Friday, December 13, 2013

Thank you, Library2Go

Ever find yourself at a loss for something to read, but unable to get to the library? If you have a home computer or other compatible device, the library can come to you!

Last week I was stuck at home in the snow, but a quick search on Library2Go for currently available eBook mysteries led me to a list of reading options.  (To limit your search to available items, use "advanced search" and check the box that says "only items with copies available.")

Newer bestsellers won't show up on this list, because they generally have patrons waiting.  However, Library2Go has a large enough collection that there’s always something worthwhile available, if you take the time to look.

For instance, Anne Holt was unfamiliar to me, but her books sounded intriguing.  It turns out she's a Norwegian author who’s been nominated for an Edgar Award and won the Norwegian Bookseller’s Award.  I checked out and downloaded two of her books, What Is Mine and the sequel, What Never Happens.

Holt's work is notable for gritty, finely-detailed characterization and an emphasis on relationships, which made up for a slightly rambling plot in What is Mine, the first in a series of mysteries featuring Johanna Vik and Adam Stubo. Vik is a researcher and profiler, in an unofficial consultant capacity. She shares custody of a special needs child with her caring but immature ex-husband.

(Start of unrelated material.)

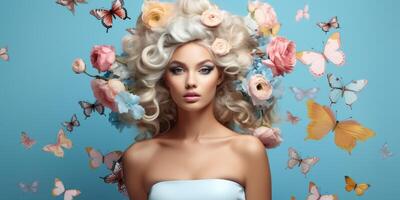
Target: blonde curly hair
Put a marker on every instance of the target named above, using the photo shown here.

Stubo is a police detective, who lost his wife and only child to a terrible accident. The two are drawn together during an investigation of child disappearances, when Vik agrees to profile the killer. A lot of time is spent developing the dynamic between Stubo and Vik, exploring their histories and current circumstances, and fleshing out the factors that affect their attitudes toward each other and the case.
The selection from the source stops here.